White Saviorism, Victimization and Violence
On October 31, 2014, Blaise Campaoré, the despotic ruler of Burkina Faso, was overthrown by mass uprisings almost exactly 27 years after he had seized power through the assassination, on October 15, 1987, of Thomas Sankara – popularly referred to as the “Che Guevara of Africa”.
Burkina Faso provides an excellent case study for understanding the conditions under which the white savior industry thrives or dies.

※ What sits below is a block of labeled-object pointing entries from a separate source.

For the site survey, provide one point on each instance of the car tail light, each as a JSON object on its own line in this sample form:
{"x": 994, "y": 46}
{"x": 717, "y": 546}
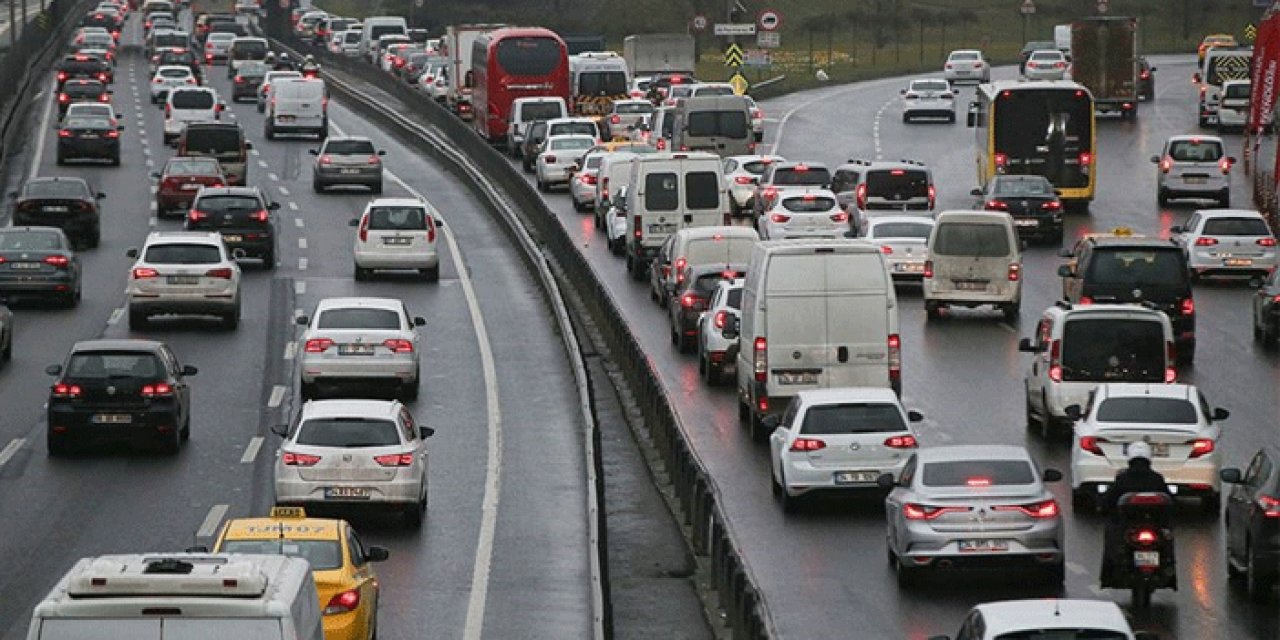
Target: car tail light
{"x": 808, "y": 444}
{"x": 156, "y": 391}
{"x": 901, "y": 442}
{"x": 1092, "y": 444}
{"x": 1201, "y": 447}
{"x": 398, "y": 344}
{"x": 65, "y": 391}
{"x": 300, "y": 460}
{"x": 318, "y": 344}
{"x": 394, "y": 460}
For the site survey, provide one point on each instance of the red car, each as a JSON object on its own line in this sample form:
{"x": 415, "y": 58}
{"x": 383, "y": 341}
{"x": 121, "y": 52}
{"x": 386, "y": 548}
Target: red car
{"x": 182, "y": 178}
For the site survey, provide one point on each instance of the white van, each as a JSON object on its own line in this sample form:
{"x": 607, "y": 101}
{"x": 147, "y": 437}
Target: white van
{"x": 974, "y": 260}
{"x": 182, "y": 597}
{"x": 376, "y": 27}
{"x": 671, "y": 192}
{"x": 817, "y": 314}
{"x": 298, "y": 105}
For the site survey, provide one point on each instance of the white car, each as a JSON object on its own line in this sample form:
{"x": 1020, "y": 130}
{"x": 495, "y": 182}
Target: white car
{"x": 904, "y": 241}
{"x": 1174, "y": 419}
{"x": 355, "y": 453}
{"x": 360, "y": 341}
{"x": 186, "y": 105}
{"x": 557, "y": 159}
{"x": 1045, "y": 64}
{"x": 804, "y": 213}
{"x": 717, "y": 332}
{"x": 967, "y": 64}
{"x": 928, "y": 97}
{"x": 169, "y": 77}
{"x": 839, "y": 440}
{"x": 183, "y": 273}
{"x": 397, "y": 233}
{"x": 1228, "y": 242}
{"x": 1193, "y": 167}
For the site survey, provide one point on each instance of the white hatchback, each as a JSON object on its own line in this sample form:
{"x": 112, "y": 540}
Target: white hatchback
{"x": 355, "y": 455}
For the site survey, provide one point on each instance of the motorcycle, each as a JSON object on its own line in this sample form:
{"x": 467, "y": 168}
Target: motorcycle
{"x": 1139, "y": 549}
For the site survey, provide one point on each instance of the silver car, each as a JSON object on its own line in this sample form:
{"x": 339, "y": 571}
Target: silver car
{"x": 355, "y": 453}
{"x": 371, "y": 341}
{"x": 973, "y": 506}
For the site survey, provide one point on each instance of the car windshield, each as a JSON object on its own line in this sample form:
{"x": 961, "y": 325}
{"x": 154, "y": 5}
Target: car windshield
{"x": 1114, "y": 350}
{"x": 974, "y": 240}
{"x": 348, "y": 432}
{"x": 978, "y": 472}
{"x": 359, "y": 318}
{"x": 103, "y": 365}
{"x": 323, "y": 554}
{"x": 1235, "y": 227}
{"x": 1175, "y": 411}
{"x": 30, "y": 241}
{"x": 853, "y": 417}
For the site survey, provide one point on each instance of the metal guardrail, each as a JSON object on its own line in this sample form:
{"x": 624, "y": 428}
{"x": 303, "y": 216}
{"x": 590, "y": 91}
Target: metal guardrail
{"x": 547, "y": 245}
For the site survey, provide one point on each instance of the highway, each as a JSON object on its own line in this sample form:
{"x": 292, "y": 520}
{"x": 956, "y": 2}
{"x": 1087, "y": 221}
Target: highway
{"x": 503, "y": 552}
{"x": 823, "y": 572}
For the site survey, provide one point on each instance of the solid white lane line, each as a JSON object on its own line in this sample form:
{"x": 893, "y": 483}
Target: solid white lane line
{"x": 277, "y": 396}
{"x": 215, "y": 517}
{"x": 251, "y": 451}
{"x": 10, "y": 451}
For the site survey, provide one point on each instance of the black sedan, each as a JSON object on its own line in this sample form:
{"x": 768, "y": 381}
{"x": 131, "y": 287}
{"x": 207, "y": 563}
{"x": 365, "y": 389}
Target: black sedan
{"x": 1253, "y": 524}
{"x": 67, "y": 204}
{"x": 127, "y": 389}
{"x": 90, "y": 137}
{"x": 1031, "y": 200}
{"x": 39, "y": 261}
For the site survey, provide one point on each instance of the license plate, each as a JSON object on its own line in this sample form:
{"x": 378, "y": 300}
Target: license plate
{"x": 983, "y": 545}
{"x": 112, "y": 419}
{"x": 1146, "y": 560}
{"x": 856, "y": 476}
{"x": 798, "y": 376}
{"x": 360, "y": 493}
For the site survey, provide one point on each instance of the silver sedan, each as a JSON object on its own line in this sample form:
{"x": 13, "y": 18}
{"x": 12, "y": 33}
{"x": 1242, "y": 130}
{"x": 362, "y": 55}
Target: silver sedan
{"x": 973, "y": 506}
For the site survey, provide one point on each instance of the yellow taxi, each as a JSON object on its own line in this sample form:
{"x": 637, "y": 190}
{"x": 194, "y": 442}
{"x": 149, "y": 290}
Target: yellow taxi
{"x": 341, "y": 563}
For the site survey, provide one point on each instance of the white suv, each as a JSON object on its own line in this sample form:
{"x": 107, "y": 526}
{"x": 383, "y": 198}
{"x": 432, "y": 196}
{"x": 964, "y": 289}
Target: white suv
{"x": 183, "y": 273}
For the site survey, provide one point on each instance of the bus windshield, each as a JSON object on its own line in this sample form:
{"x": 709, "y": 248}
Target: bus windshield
{"x": 1045, "y": 132}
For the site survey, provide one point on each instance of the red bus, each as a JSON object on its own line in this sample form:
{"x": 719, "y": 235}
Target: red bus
{"x": 510, "y": 63}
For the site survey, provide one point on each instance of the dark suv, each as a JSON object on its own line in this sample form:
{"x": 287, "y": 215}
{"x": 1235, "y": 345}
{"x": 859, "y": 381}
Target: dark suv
{"x": 1123, "y": 268}
{"x": 242, "y": 215}
{"x": 1253, "y": 522}
{"x": 119, "y": 389}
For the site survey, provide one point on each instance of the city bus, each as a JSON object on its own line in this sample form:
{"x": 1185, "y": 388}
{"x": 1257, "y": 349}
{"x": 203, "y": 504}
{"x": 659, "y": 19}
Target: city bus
{"x": 1040, "y": 128}
{"x": 510, "y": 63}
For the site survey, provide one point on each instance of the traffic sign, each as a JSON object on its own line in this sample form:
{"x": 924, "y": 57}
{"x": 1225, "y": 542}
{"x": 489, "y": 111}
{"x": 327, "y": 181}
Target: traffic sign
{"x": 734, "y": 55}
{"x": 734, "y": 28}
{"x": 769, "y": 19}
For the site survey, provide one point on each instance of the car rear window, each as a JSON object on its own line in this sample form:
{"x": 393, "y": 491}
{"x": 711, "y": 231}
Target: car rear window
{"x": 853, "y": 417}
{"x": 359, "y": 319}
{"x": 179, "y": 254}
{"x": 348, "y": 432}
{"x": 1235, "y": 227}
{"x": 1114, "y": 350}
{"x": 978, "y": 472}
{"x": 100, "y": 365}
{"x": 397, "y": 218}
{"x": 976, "y": 240}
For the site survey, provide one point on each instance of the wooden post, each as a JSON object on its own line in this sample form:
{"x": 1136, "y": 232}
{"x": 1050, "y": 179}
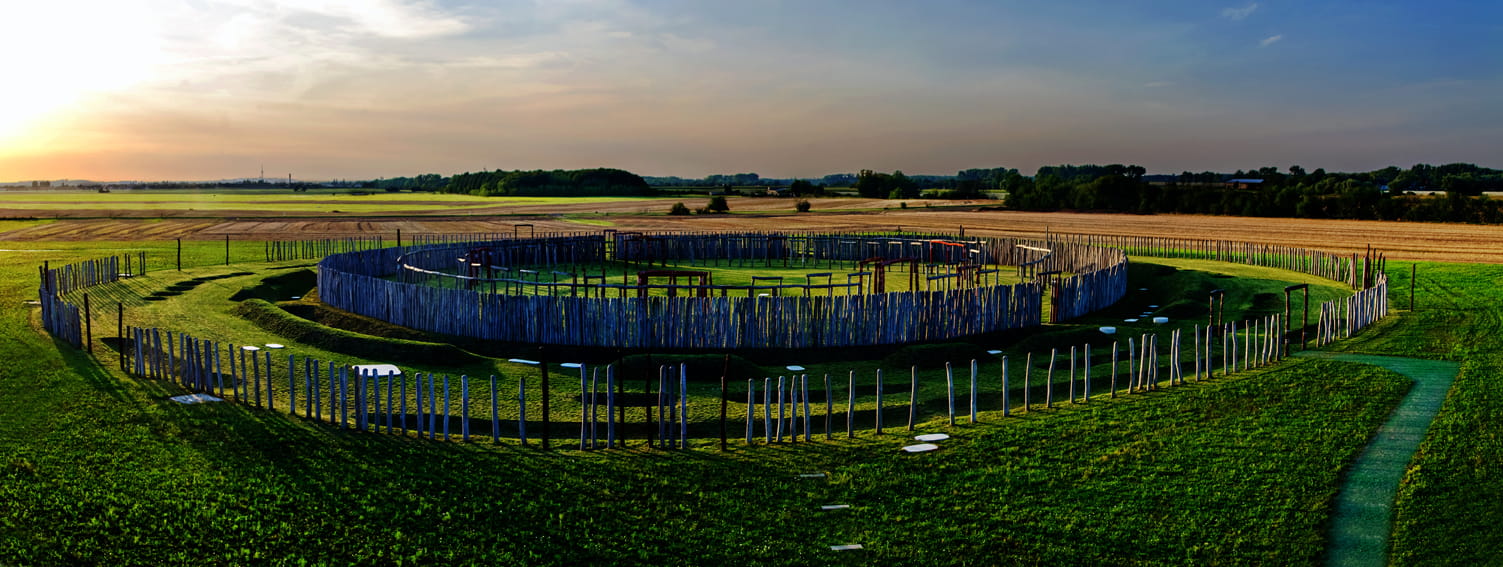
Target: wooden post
{"x": 543, "y": 363}
{"x": 973, "y": 390}
{"x": 1006, "y": 409}
{"x": 1027, "y": 379}
{"x": 1114, "y": 370}
{"x": 949, "y": 391}
{"x": 522, "y": 409}
{"x": 583, "y": 408}
{"x": 1085, "y": 381}
{"x": 1048, "y": 382}
{"x": 803, "y": 396}
{"x": 610, "y": 406}
{"x": 767, "y": 408}
{"x": 119, "y": 330}
{"x": 1072, "y": 375}
{"x": 828, "y": 408}
{"x": 750, "y": 408}
{"x": 87, "y": 325}
{"x": 725, "y": 369}
{"x": 851, "y": 405}
{"x": 913, "y": 394}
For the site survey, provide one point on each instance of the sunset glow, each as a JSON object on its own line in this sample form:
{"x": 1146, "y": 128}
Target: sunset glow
{"x": 170, "y": 89}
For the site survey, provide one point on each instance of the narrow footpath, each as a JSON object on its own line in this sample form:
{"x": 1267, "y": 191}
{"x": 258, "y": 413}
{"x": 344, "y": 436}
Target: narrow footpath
{"x": 1359, "y": 534}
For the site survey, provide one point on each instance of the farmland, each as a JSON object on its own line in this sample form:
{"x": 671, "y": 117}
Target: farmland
{"x": 99, "y": 468}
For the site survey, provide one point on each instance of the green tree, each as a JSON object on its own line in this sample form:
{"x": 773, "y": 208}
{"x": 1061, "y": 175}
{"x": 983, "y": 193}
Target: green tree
{"x": 717, "y": 205}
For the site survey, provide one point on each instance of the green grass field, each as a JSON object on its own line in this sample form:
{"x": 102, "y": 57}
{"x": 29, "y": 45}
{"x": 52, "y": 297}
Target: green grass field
{"x": 101, "y": 468}
{"x": 286, "y": 202}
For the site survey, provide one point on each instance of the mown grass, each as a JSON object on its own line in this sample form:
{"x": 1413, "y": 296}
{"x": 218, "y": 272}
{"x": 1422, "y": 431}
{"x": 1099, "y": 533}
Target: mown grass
{"x": 99, "y": 468}
{"x": 313, "y": 202}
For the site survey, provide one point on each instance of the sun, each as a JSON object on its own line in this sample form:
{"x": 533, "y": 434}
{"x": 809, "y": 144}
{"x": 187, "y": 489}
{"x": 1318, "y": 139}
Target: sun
{"x": 57, "y": 53}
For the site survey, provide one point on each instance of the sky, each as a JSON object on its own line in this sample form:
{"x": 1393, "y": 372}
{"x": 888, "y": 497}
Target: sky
{"x": 362, "y": 89}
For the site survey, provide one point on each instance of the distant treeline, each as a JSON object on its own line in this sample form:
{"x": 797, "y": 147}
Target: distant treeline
{"x": 535, "y": 184}
{"x": 1382, "y": 194}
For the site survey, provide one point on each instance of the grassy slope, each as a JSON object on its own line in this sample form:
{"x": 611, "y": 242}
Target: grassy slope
{"x": 98, "y": 468}
{"x": 1452, "y": 494}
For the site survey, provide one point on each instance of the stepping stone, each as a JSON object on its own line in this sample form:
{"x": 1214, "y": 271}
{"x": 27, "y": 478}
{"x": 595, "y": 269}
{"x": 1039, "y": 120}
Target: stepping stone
{"x": 194, "y": 399}
{"x": 378, "y": 369}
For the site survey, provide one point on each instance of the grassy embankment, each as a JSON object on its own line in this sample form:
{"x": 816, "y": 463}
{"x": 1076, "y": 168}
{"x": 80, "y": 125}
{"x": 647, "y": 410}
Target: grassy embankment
{"x": 99, "y": 468}
{"x": 1452, "y": 495}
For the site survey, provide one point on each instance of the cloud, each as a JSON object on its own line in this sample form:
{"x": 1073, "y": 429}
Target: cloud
{"x": 1239, "y": 12}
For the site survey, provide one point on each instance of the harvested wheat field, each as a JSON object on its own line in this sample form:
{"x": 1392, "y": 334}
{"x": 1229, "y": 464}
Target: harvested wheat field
{"x": 1401, "y": 241}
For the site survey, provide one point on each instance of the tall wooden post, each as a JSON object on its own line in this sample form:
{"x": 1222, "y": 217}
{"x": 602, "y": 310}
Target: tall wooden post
{"x": 119, "y": 328}
{"x": 543, "y": 363}
{"x": 87, "y": 325}
{"x": 725, "y": 369}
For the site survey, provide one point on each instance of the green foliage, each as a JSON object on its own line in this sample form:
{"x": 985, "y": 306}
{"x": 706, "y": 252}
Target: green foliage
{"x": 717, "y": 205}
{"x": 99, "y": 469}
{"x": 804, "y": 188}
{"x": 396, "y": 351}
{"x": 1451, "y": 498}
{"x": 1317, "y": 194}
{"x": 884, "y": 185}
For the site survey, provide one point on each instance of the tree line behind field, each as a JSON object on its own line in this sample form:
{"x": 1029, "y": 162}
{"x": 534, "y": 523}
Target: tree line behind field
{"x": 1422, "y": 193}
{"x": 595, "y": 182}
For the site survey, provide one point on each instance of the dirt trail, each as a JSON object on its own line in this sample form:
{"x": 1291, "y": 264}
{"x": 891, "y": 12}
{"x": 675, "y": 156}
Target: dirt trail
{"x": 1363, "y": 519}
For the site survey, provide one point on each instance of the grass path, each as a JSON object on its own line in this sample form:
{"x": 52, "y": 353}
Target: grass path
{"x": 1359, "y": 534}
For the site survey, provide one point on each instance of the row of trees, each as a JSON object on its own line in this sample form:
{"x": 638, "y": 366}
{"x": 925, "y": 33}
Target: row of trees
{"x": 555, "y": 182}
{"x": 1383, "y": 194}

The République de Haute-Volta (Upper Volta) as it was once known, and which was once part of the French Union, obtained independence from France in 1960. This tiny impoverished country was grossly underdeveloped, with an illiteracy rate of 90%, the world’s highest infant mortality rate (280 deaths for every 1,000 births), inadequate basic social services, one doctor per 50,000 people, and an average yearly income of $150 per person, and unable to feed its population. Highly indebted, its people had been rendered into the perfect image that nourishes the white savior complex , as Walter Rodney described, “A black child with a transparent rib-case, huge head, bloated stomach, protruding eyes and twigs as arms and legs was the favourite poster of the large British charitable operation known as Oxfam.”1
Following a series of coups and counter-coups that eventually led Thomas Sankara and his comrades to power in 1983, an extraordinary revolution was launched in the country. In the space of just four years, the country became self-sufficient in food, its infant mortality rate halved, school attendance doubled, 10 million trees planted to halt desertification, and wheat production was doubled. Land and mineral resources were nationalized, railways and infrastructure constructed, and 2.5 million children immunized against meningitis, yellow fever and measles. Nearly 350 medical dispensaries and schools were constructed across the country by communities. FGM, forced marriages and polygamy were outlawed, and women were actively involved in decision making at all levels. In order to achieve this Sankara did not ask for aid – on the contrary, he shunned it. Moreover, he argued that the debt owed by the country was odious and therefore should not be paid. Cotton production therefore was not directed to export but was used to support a thriving Burkinabé textile industry. The country was marked in particular by the almost complete absence of foreign aid agencies and their local counterparts, the development NGOs.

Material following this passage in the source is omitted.